The Trojan Ethical Income fund expects to hold between 35 and 50 stocks and will invest while adhering to the ethical criteria set out by the company. The exclusion list includes any investments relating to fossil fuels, pornography, tobacco and certain types of armaments.
Managed by Hugo Ure, the fund will be able to hold up to 30 per cent in overseas stocks. With a bottom-up stock selection process, it aims for a profitable payout. It will also invest in fixed interest securities, indices, deposits and money market instruments.
The fund has no entry or exit charges, but it has an ongoing charge of 1.15 per cent and an annual management fee of 1 per cent. Minimum investment is £1,000.
Comment:
Socially responsible investing is slowly gaining momentum among investors. This form of investment can bridge the gap between maximising returns along with contributing to a larger social well-being. The Chart shows the amount of money invested ethically in the UK until 2014.
The fund operates in the same way as its Income fund but involves a different screening process. While the fund is being promoted as an ethical fund, its manager Mr Ure is of the view that it is first and foremost a UK equity income fund.
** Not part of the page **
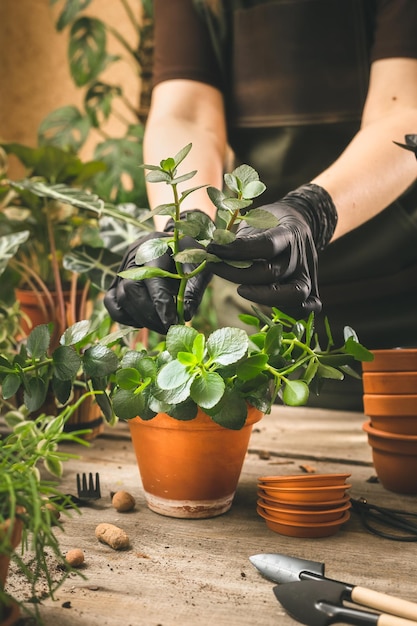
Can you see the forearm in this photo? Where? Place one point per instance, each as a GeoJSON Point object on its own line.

Although similar to its Income fund range, the ethical fund’s stock-picking approach will ensure investment in companies that fit the criteria. All funds that describe themselves as ethical carry out a positive and negative screening process.
But while the company has previous experience in managing income funds, this fund is at a higher degree of risk. The volatile nature of the equity markets poses a continuing risk to the fund. While the overseas exposure means a diversified portfolio, it also means it can have some currency risk. However, the biggest risk for an ethical fund is its restrictive nature. Due to this, there are only a limited number of sectors that the manage can get exposure to and thus performance can be subject to those sectors doing well.